This blog post is designed to highlight some of the risks which are posed with moving a code base towards coroutines, I believe that ongoing poor coroutine usage could lead to more insecure and slower programs.

Coroutines even without multi-threading should be treated with the same suspicion as writing multi-threaded code, its still asynchronous.

Contents

How normal functions and the stack work

When a normal function is called arguments normally get passed into a function using registers and if there is enough arguments it might pass arguments using the stack the exact registers and stack usage is defined using in the Application Binary Interface (ABI).

Inside the function the first thing that happens is the function reserves enough stack space to store local variables and temporaries, not all of these will be placed on the stack some might live in registers or be optimized out completely.

Finally at the end of the function the stack space initially reserved get’s reset to where it was initially when the function first call happens then returns to the caller.

Many details vary based on different ABIs, for example some might have volatile and non-volatile registers which might need to be saved and restored, if needed.

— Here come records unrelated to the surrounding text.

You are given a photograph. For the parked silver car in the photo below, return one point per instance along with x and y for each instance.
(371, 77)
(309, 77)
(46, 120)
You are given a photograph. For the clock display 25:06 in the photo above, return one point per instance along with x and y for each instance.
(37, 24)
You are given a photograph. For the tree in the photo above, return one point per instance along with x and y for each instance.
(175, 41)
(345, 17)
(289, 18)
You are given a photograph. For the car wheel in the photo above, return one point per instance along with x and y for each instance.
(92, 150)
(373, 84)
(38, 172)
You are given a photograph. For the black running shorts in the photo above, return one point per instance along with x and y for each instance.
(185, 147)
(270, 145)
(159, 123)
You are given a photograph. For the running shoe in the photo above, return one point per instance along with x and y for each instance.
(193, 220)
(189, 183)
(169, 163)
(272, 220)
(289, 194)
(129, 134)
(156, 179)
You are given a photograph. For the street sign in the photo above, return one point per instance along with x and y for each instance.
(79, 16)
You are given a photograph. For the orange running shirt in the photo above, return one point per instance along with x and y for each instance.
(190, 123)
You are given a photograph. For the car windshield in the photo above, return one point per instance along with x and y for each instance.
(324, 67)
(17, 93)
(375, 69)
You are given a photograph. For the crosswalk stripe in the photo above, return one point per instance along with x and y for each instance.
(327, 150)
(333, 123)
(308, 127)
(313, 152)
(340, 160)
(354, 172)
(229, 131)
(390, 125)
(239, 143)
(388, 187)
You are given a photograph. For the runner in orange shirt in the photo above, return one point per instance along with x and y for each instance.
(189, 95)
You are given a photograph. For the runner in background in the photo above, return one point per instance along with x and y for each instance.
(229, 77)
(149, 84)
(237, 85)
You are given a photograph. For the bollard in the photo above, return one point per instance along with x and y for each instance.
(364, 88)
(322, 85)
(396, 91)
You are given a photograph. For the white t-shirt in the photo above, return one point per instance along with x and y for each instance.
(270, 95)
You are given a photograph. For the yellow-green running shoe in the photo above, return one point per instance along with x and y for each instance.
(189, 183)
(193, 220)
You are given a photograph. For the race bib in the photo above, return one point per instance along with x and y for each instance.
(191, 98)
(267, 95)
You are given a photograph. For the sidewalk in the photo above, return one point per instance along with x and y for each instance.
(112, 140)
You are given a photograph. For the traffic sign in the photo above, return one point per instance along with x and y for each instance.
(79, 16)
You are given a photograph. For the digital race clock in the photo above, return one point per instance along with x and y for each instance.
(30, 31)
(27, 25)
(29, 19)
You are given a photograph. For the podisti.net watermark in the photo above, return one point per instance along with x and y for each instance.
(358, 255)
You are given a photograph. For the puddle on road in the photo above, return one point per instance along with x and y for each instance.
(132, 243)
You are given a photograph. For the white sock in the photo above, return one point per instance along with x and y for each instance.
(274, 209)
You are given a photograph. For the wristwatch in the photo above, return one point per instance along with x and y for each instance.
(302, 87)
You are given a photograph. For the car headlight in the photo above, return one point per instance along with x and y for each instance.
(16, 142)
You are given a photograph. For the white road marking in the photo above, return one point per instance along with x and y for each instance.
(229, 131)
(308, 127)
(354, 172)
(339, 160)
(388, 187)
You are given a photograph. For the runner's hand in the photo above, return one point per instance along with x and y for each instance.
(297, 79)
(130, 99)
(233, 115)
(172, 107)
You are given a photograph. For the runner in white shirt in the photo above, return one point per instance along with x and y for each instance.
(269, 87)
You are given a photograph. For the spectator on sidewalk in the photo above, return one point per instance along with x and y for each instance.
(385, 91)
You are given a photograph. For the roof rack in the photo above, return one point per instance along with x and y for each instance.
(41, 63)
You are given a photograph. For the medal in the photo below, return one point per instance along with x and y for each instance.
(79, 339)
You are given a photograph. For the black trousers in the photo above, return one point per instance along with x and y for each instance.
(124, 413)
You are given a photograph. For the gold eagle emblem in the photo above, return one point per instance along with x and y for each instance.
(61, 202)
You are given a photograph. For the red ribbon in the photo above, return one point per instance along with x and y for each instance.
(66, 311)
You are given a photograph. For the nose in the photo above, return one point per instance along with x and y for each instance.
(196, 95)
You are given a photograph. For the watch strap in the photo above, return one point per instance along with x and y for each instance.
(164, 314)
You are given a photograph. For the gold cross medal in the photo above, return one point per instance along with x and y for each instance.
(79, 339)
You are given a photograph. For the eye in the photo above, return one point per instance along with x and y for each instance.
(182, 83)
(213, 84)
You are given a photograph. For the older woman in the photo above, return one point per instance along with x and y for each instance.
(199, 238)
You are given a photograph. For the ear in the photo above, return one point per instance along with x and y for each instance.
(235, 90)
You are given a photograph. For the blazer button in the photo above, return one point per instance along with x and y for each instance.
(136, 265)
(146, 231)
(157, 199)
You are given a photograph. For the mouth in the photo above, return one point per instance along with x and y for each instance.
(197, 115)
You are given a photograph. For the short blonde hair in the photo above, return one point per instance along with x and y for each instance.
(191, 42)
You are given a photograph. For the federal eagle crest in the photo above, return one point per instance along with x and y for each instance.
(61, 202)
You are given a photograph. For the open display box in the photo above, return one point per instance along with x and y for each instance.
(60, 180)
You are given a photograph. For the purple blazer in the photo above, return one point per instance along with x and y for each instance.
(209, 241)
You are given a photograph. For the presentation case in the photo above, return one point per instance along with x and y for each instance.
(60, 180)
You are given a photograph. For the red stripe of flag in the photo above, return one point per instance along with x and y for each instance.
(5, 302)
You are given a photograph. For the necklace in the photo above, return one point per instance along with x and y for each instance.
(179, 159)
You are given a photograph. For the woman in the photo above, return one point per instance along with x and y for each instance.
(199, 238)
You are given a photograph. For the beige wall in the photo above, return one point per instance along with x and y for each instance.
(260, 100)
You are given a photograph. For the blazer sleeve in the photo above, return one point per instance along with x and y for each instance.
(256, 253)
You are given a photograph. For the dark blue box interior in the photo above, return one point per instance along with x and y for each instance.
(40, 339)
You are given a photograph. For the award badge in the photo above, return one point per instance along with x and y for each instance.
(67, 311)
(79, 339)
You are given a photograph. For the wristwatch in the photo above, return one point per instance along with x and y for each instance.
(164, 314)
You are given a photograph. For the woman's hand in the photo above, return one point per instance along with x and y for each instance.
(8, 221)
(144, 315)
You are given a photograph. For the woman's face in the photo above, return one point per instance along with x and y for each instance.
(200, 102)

The stack space which stores these arguments, local variables and temporaries is just a normal block of memory which is often reserved at the start of the thread, with each thread having it’s own unique stack.

Due to it’s heavy usage on every function call within a thread it’s often fairly hot within the L1/L2 cache making it very fast to use.

How c++ coroutine functions work

Just like a normal function arguments are passed using registers and the stack, coroutines are using the same ABI as previously specified, however the code different is vastly different.

Unlike a normal function a coroutine function can suspend and the calling function can continue and call other functions resuming the coroutine later on, or even resume it on a different thread.

Because of this local variables, temporaries and arguments cannot be stored on the stack and must tbe stored else where, this is done by placing them on the heap.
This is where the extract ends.